Mike Slive of the SEC once again talked about the “power five” conferences bolting the NCAA if they are not given autonomy to act in their best interests.
Don’t expect Delany to make any giant statements in Chicago, but there are plenty of topics for him to jump in on, and he has never shied away from sharing his views.
The playoff era
The BCS is gone, but it’s anyone’s guess if things will be any better with the advent of the College Football Playoff. How many Big Ten teams that have a realistic shot of making the inaugural four-team field doesn’t seem to be much of a debate as Ohio State and Michigan State appear to be the favorites.
But this is the time for optimism across college football, and expect no different from the Big Ten, even with the Buckeyes and Spartans drawing the most attention as the favorites to make the playoffs.
Last spring, the Wildcats were at the center of the college football world as the players voted whether or not to form a union. The three players in Chicago will be seniors, and no doubt they will be prepared to answer plenty of questions about what this offseason has been like.

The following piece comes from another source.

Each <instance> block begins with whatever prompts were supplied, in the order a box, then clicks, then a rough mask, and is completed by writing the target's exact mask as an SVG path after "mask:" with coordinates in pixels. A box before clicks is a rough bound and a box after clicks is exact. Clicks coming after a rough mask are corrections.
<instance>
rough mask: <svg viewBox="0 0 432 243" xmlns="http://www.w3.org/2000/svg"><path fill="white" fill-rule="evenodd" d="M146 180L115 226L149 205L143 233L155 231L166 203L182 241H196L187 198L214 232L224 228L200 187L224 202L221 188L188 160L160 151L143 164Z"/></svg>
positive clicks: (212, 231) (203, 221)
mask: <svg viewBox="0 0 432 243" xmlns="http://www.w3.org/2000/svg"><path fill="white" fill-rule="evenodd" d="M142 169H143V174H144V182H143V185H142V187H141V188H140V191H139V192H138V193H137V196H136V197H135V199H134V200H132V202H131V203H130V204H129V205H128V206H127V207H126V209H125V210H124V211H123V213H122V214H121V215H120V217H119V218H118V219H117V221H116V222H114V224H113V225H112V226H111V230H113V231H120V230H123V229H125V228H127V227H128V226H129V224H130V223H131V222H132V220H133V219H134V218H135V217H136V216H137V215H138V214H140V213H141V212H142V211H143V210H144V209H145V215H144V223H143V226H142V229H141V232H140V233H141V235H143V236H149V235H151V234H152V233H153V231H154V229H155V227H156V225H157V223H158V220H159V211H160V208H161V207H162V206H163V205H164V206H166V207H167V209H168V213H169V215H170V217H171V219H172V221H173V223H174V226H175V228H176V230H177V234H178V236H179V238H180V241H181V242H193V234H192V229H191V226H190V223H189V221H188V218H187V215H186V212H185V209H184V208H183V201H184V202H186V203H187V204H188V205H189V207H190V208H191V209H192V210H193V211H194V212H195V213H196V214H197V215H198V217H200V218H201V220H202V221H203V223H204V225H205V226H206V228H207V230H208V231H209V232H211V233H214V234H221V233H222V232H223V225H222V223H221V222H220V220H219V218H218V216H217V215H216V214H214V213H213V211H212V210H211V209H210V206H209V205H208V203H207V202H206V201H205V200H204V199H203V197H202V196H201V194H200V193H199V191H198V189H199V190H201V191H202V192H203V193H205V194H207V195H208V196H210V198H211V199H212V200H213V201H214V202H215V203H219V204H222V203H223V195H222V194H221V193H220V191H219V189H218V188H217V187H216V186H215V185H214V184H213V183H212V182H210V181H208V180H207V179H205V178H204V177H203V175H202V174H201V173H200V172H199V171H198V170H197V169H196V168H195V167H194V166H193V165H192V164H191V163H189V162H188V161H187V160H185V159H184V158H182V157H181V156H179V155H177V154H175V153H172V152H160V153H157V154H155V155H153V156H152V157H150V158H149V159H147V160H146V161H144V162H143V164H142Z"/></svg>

It has the potential to be a distraction for the Northwestern players, but they will hope to put the issue in the rearview mirror as they try to focus on bouncing back from what was a very disappointing season in 2013 as they lost seven straight Big Ten games after beginning the season 4-0 and earning a top-25 ranking.

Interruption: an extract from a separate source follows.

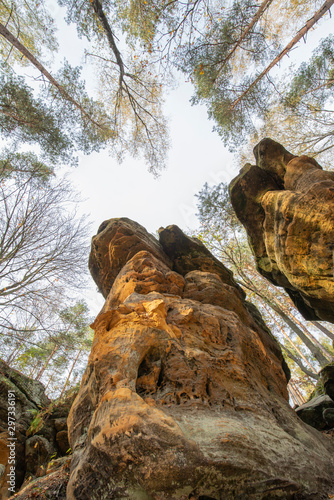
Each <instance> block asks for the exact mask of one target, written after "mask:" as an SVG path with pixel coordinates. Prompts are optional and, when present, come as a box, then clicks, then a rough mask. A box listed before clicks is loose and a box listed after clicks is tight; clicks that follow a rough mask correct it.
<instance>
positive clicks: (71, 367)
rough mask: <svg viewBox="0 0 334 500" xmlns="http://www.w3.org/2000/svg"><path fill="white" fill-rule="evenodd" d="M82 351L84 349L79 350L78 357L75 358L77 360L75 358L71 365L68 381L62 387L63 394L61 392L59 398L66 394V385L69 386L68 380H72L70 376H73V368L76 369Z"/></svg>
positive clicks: (62, 392) (69, 372) (67, 378)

New Penn State coach James Franklin has already made a splash in recruiting as he has taken over for Bill O’Brien, who left for the NFL. Franklin and the Nittany Lions are still dealing with scholarship reductions and a postseason ban, but they are landing some talent and Franklin continues to keep the momentum going after two successful seasons under O’Brien.
That momentum will likely be aided by quarterback Christian Hackenberg, who was outstanding as a true freshman, and it will also draw plenty of life from the fire and enthusiasm of Franklin.
Miller's final stand
Ohio State is the conference favorite for some, and much of that is due to the return of quarterback Braxton Miller. He has been the conference’s offensive player of the year the last two seasons and returns for his senior season with a 22-2 mark over the last 24 games.

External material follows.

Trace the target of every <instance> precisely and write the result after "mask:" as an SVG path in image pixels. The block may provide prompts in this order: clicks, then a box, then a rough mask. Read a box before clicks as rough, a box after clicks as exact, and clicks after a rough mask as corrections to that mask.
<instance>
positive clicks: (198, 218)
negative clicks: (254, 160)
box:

However, he and the Buckeyes have no title to show for it and Miller himself is coming back from offseason shoulder surgery. He has put up outstanding numbers in his career, but the dynamic quarterback will likely face plenty of questions about getting his team back on top of the Big Ten.
Closer to home
For Michigan and Michigan State, it will be a decidedly different trip to Chicago. For the Spartans, much of the attention will be on their conference championship and Rose Bowl victory from last season and how they plan to keep the momentum going while playing in the difficult East Division. For Michigan, the momentum has been going in the wrong direction and coach Brady Hoke finds his seat getting a bit warm heading into his fourth season.
Will Michigan State continue to control the series and battle Ohio State for the title, or can Michigan begin to turn the tide and make the East an even tougher battle?